00:13:22.960 | So you have to get the ladder off the balcony on the third floor and scale three more floors on the
00:13:27.520 | outside of the building and get to the roof. And there on the roof, you need to start a fire and
00:13:32.880 | the smoke from that fire, I will see and that's how I will know to also get on that ladder on the
00:13:37.040 | third floor balcony, climb up to that roof and come find you so we can figure out there together
00:13:41.840 | when we're going to meet about the Johnson menu. That overhead is worth it. I would rather spend
00:13:47.440 | an hour doing that than do 100 context shifts spread out evenly over the next few days.
00:13:52.240 | Now I'm being a little bit facetious there, but I'm trying to hit the point.
00:13:56.880 | Time in the moment I could care less about what I care about is context shifts. How often do I have
00:14:03.520 | to check an inbox to keep this conversation going, and I will pay very large prices to make that
00:14:09.360 | number be very, very small. Now I get all into this in a world without email. There's three
00:14:15.520 | major types of different ways you can get these conversations out of back and forth conversations,
00:14:20.880 | I'll just tease them. There's deferring those conversations using things like scheduling tools
00:14:26.080 | or office hours. There's automating those conversations by taking repeatable processes
00:14:30.400 | and figuring out a set system for how they get done so I don't have to wait to hear from you to
00:14:34.080 | do things. And there's externalizing. Information goes to set places like task boards, discussions
00:14:39.840 | happen in set times with set formats like status meetings, etc, etc. Point being, conversations
00:14:48.560 | are killers. It seems innocent, it's not.
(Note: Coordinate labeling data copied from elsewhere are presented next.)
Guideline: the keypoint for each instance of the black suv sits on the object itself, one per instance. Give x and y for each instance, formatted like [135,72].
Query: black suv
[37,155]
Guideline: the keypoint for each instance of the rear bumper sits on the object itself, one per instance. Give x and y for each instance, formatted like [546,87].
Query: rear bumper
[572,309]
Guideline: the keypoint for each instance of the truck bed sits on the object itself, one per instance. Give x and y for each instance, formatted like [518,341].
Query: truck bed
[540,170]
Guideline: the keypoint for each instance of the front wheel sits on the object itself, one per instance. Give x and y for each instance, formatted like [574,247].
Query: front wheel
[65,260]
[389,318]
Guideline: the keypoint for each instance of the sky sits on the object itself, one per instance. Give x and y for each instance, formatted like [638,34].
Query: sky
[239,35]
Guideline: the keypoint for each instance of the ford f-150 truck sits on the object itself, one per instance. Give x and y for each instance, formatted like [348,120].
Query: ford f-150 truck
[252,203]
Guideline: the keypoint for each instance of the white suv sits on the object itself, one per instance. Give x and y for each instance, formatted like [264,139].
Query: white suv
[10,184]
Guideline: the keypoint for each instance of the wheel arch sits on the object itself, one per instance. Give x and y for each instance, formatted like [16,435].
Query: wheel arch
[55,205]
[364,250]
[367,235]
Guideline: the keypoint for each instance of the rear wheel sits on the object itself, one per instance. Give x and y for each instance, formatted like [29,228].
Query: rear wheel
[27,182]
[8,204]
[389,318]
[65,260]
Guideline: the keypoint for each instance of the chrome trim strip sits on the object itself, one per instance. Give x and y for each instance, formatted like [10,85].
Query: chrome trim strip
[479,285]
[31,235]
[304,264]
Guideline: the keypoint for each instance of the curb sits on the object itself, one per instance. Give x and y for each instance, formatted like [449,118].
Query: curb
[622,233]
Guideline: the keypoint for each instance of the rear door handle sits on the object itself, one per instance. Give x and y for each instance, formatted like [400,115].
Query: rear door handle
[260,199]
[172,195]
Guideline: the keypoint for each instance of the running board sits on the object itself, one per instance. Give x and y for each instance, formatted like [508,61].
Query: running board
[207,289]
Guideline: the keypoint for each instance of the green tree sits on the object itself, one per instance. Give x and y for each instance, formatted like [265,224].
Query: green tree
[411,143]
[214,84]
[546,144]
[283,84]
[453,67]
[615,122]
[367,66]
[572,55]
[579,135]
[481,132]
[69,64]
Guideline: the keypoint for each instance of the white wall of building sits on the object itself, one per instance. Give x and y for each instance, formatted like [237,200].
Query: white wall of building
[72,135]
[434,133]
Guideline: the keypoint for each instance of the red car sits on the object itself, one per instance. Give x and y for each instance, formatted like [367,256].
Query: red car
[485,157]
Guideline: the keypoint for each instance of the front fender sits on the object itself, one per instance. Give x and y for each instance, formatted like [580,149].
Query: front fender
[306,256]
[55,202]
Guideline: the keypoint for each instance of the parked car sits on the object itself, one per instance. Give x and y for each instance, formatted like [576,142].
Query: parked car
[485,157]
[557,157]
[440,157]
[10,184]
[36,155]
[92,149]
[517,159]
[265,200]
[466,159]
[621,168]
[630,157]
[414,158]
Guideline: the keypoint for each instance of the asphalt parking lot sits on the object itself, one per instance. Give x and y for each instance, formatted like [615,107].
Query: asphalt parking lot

Go to the roof and start a fire if you can, it's still
00:14:54.320 | much better than having to keep clicking there, waiting, waiting, waiting till you finally get
00:14:58.480 | the message that says now Wednesday is no good. How about Thursday? Come on. Alright, so if we're
00:15:03.680 | in tame email, let me just quickly summarize, you got to know what you're taming. It's a collection
00:15:07.600 | of broadcast questions and conversational messages. Each of these requires a different response,
00:15:14.400 | you should be working on responses to all three of these things. If you want to reduce that heavy,
00:15:20.560 | annoying, cognitively demanding footprint of email on your professional life.